In California, nurse anesthetists are governed by the Nurse Anesthetist Act. (Business & Professions Code §§2825 et seq.) A “nurse anesthetist” is a “person who is a registered nurse, licensed by the board [of Registered Nursing] and who has met standards for certification from the board” (Business & Professions Code §2826). Although physicians continue to be responsible for a patient’s care and retain control over the actions of nurses involved in the surgery, including the nurse anesthetist, the California Court of Appeal in California Society of Anesthesiologists v. Brown (2012) 204 Cal.App.4th 390, interpreted Business & Professions Code §2725 to allow CRNAs to administer anesthesia in California on a physician’s order but without physician supervision.
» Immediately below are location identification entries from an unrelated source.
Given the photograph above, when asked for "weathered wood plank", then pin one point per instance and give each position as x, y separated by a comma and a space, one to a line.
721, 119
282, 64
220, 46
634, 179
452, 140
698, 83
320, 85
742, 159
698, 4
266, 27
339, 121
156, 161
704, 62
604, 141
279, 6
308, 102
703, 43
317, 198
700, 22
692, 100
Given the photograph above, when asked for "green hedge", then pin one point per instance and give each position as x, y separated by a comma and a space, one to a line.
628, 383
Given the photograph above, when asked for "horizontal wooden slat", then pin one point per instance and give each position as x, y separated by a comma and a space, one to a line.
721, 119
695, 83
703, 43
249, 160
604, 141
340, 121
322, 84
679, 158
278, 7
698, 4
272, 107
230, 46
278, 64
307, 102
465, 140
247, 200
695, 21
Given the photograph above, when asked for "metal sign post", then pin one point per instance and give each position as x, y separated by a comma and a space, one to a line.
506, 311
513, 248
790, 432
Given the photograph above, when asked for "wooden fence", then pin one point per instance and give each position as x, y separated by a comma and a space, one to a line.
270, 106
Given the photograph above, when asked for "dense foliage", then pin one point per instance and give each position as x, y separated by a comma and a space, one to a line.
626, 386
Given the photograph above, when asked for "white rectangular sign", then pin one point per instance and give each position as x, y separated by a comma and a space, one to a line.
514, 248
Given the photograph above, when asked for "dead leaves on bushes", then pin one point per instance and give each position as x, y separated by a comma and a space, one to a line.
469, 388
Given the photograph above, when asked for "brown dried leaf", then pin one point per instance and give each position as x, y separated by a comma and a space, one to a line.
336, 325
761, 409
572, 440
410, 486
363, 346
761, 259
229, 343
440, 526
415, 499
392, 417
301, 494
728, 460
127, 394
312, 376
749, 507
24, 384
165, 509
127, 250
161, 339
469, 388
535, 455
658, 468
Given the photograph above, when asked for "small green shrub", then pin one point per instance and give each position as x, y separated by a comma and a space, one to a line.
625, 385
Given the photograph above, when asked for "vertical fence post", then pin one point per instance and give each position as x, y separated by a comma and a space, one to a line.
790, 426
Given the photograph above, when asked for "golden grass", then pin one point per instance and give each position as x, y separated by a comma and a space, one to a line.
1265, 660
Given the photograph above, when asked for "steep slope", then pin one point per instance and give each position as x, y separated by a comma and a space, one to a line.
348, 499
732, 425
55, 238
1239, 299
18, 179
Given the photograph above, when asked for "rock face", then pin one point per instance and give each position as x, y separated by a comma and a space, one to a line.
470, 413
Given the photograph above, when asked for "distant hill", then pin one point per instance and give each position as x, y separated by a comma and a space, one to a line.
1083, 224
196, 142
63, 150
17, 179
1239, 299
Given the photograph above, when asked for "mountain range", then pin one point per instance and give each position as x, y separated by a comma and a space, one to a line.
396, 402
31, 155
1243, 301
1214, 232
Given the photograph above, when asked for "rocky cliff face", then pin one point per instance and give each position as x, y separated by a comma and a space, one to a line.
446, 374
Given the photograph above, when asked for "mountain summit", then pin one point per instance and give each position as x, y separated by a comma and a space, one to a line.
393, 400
CMA’s position is that physician supervision of CRNAs is a critical component of the Nursing Practice Act and CRNAs cannot practice independently without physician supervision. In fact, despite the recent Court of Appeal decision, a CRNA cannot administer anesthesia absent a physician’s order made on an individual basis, based upon a physician’s judgment as to the course of treatment necessary for that particular patient. Further, according to the Attorney General, CRNAs cannot administer anesthetics pursuant to a “standardized procedure,” but rather require specific orders from a supervising physician. As California's Nurse Anesthetist Act has not been waived, all existing supervision requirements remain in place.